Xin Wufeng (600975.SH), as a state-owned listed company, has a debt-to-asset ratio of less than 30%. In 2019, Xin Wufeng received a total of 1.150 billion yuan of credit from many banks. It can also obtain the funds needed for development through indirect financing.
There are also many enterprises with high debt ratio and high financing pressure. In the first half of the year, the asset-liability ratio of Muyuan shares was 57.01%, which was 2.94% higher than that at the end of last year; the asset-liability ratio of Zhengbang science and technology assets was 67.48%, which was 0.54 percentage points lower than that at the end of last year; and by the end of March 2019, the asset-liability ratio of Tianbang shares was 66.64%. The asset-liability ratio of the three enterprises is higher than 50%. Considering the current situation of huge losses, the burden of piggery business will be heavier in the second half of the year, which will affect the progress of production expansion to a certain extent.
The impact of the epidemic of swine fever in Africa is still ongoing. At present, the profits and risks of pig farming are equally high. Ordinary enterprises have only one chance. Because of the heavy losses of swine fever, the broken capital chain of farms and small and medium-sized enterprises are difficult to borrow money, and government subsidies are not enough to fly again. Only listed companies have multiple trial-and-error opportunities, epidemic prevention ability and comprehensive risk resistance are better than ordinary retail dependents. Superposition of state subsidies and tax support can expand production and seize market share of retail dependents.
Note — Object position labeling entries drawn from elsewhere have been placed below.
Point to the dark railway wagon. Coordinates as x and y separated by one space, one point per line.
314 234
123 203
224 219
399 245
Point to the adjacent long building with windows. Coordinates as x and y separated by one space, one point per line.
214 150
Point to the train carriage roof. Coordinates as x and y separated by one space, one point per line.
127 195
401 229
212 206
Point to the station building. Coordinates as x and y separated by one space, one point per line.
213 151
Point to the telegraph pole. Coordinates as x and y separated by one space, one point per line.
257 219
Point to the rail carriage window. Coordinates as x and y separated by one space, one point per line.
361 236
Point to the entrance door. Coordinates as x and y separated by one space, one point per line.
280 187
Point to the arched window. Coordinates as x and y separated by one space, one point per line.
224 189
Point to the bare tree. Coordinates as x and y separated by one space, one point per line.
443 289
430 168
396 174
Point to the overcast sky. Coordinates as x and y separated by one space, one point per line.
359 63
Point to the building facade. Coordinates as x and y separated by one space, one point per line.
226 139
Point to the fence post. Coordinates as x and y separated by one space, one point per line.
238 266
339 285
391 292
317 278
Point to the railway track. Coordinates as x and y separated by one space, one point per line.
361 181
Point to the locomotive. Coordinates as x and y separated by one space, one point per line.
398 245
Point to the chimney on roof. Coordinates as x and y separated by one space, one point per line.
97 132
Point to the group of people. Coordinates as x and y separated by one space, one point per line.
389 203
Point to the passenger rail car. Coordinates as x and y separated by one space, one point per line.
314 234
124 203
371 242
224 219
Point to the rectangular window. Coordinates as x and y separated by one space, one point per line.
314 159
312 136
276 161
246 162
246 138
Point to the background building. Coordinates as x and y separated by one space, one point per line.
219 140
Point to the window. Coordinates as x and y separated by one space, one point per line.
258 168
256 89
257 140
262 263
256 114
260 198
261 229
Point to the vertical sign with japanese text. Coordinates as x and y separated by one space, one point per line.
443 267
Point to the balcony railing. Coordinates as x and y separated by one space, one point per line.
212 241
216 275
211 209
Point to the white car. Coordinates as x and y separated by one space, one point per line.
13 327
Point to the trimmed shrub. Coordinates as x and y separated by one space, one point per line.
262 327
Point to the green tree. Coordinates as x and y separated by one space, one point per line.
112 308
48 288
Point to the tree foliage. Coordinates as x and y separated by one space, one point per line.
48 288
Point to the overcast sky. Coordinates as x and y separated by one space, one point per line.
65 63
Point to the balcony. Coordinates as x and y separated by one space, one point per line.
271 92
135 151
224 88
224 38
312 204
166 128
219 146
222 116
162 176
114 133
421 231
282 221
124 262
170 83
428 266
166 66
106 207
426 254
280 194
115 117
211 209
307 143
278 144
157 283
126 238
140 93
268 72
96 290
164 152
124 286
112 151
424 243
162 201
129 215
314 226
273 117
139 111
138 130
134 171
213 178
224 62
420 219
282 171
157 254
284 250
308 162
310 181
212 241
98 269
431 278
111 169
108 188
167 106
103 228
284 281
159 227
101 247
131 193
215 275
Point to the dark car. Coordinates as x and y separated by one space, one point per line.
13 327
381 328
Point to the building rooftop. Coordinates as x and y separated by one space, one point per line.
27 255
African swine fever has given unprecedented opportunities and dividends to the first tier listed pig enterprises. The general competitors in the industry have no ability to fight.
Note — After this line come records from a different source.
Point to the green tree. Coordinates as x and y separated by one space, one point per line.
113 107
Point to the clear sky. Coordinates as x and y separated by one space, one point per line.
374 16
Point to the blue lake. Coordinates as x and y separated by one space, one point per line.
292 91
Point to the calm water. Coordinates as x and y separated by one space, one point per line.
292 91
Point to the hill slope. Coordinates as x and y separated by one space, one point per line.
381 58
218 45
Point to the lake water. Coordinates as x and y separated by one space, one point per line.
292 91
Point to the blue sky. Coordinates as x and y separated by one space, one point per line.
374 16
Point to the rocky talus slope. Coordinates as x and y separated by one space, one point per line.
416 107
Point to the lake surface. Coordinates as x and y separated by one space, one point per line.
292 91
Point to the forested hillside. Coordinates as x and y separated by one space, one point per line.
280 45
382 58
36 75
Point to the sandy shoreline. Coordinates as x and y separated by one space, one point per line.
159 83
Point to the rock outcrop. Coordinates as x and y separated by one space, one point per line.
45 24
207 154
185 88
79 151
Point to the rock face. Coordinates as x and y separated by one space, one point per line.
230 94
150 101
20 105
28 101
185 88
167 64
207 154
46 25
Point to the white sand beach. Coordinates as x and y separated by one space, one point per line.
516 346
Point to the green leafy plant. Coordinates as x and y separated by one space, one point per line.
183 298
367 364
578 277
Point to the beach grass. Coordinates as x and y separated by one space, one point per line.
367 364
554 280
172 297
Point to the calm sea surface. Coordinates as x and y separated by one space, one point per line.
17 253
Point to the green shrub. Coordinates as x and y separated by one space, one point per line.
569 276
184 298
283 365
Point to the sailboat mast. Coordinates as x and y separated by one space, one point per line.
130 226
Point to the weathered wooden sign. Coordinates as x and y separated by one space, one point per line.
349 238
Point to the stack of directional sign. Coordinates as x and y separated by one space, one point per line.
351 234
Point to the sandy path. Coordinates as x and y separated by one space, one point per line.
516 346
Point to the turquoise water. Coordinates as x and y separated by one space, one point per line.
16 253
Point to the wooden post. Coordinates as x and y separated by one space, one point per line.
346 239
Generally speaking, in leading enterprises, whether it is the scale of aquaculture layout, the degree of diversification of aquaculture categories, the link of industrial chain layout, or the technology, capital and talent reserve, Wens shares and new hope undoubtedly have strong risk-resistance ability and strong development strength, as well as local leading enterprises such as Xin Wufeng. Good financing ability and government support. Muyuan shares, Zhengbang science and technology, Tianbang shares need to shoulder more burdens to turn losses into profits. The pattern of the four leading pigs in the past is expected to be reshuffled.
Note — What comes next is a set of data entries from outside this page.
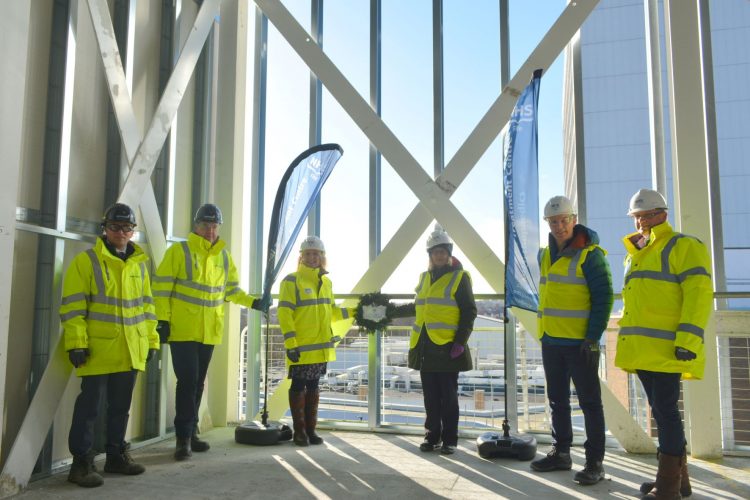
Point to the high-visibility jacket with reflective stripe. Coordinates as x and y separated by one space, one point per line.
107 308
306 310
668 296
564 297
436 308
190 288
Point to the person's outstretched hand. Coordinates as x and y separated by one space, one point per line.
456 350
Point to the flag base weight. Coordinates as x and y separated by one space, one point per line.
506 445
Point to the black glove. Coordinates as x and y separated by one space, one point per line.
293 354
261 304
78 357
683 354
590 353
163 329
456 350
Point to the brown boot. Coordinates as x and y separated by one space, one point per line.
685 489
297 405
312 399
667 485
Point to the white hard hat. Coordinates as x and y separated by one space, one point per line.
439 237
558 205
312 243
646 199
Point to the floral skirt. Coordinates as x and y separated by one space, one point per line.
308 372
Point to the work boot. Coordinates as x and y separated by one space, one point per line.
312 399
555 460
197 444
428 446
685 489
182 451
297 406
667 486
122 463
83 472
447 449
592 473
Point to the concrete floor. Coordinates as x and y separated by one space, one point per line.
355 464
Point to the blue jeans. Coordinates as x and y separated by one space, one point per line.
561 364
190 362
663 392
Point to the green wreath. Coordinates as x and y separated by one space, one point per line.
374 299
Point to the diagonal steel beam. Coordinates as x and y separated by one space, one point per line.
148 152
432 201
46 400
429 193
434 195
477 143
130 131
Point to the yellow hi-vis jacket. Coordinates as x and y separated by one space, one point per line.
668 298
436 308
107 308
564 297
306 310
190 288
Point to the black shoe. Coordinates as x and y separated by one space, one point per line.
427 446
123 463
182 451
83 472
447 449
555 460
197 444
592 473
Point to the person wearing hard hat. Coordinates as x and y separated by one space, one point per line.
306 310
192 283
575 301
109 325
445 311
668 299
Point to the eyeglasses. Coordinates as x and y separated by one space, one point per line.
120 228
208 225
648 215
564 220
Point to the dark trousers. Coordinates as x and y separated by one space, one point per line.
300 384
190 362
119 389
561 364
663 392
440 390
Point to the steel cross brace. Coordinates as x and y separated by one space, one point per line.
142 156
433 195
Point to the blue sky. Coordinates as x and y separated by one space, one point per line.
472 83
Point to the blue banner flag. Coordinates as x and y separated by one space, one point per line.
298 190
521 183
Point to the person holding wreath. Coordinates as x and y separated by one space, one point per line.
306 310
445 310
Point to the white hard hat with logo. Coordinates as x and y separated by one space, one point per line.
558 205
312 243
646 199
438 237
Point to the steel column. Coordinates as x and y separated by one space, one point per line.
692 190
Feng Yonghui said that at present, a lot of listed pig enterprises have got the experimental vaccine, and the effect is good in the pig farm experiment. The marketing of the African swine fever vaccine will be an important node in the industry. The profit of the single head pig in the second half of the year is expected to reach 2000 yuan. Small aquaculture enterprises are blocking the door. Listed aquaculture enterprises with integrated industrial chain have huge advantages.